Unfortunately, the military character of our presence in the Middle East may be helping to bring this change about. Robert A. Pape, a political science professor at the University of Chicago, has analyzed the motivations of contemporary suicide-attackers. He demonstrates that in the majority of cases, the attackers' basic impulse has been hostility toward foreign invaders, and he concluded a recent TV interview by observing that "the longer our forces stay on the ground in the Arabian Peninsula, the greater the risk of the next 9/11."

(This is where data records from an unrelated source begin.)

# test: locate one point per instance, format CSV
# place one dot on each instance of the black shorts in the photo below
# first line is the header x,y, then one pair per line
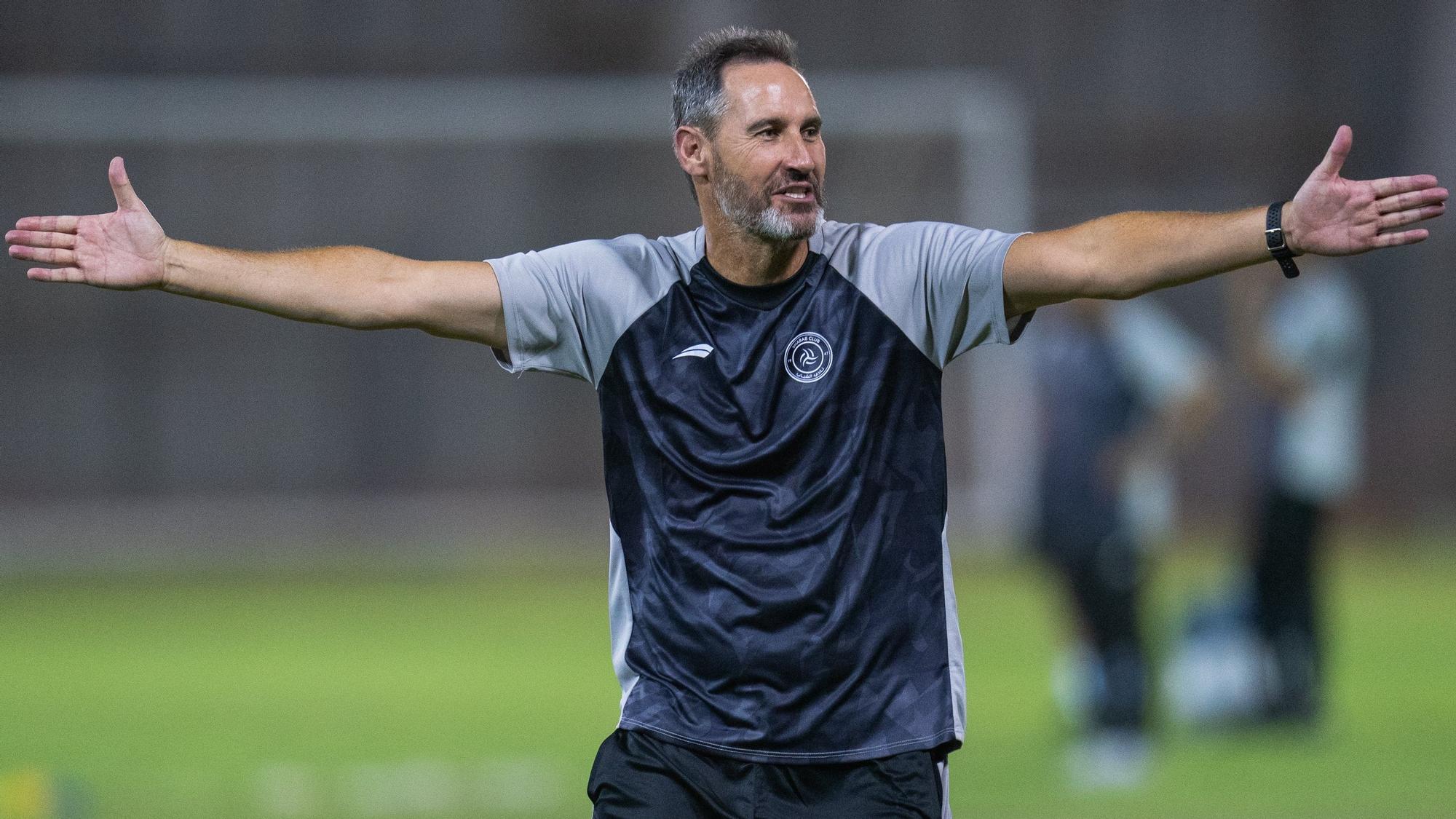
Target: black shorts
x,y
638,775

America would be better served if Bush avoided semantic traps that create uncertainty about our true motives or fuel the worst suspicions regarding U.S. strategy in the Middle East. Neither Islamophobic terminology nor evocations of the victorious struggle with communism help generate a better public understanding of what policies are needed in order to pacify the Middle East and to speed the fading away of terrorism, whose origins lie mostly in that region of the world. Americans need to hear more of what Bush was saying not long ago to the United Nations and less of what he has been propagating lately in the United States.
Zbigniew Brzezinski was national security adviser to President Jimmy Carter. He is a professor of American foreign policy at Johns Hopkins University's School of Advanced International Studies and a trustee of the Center for Strategic and International Studies.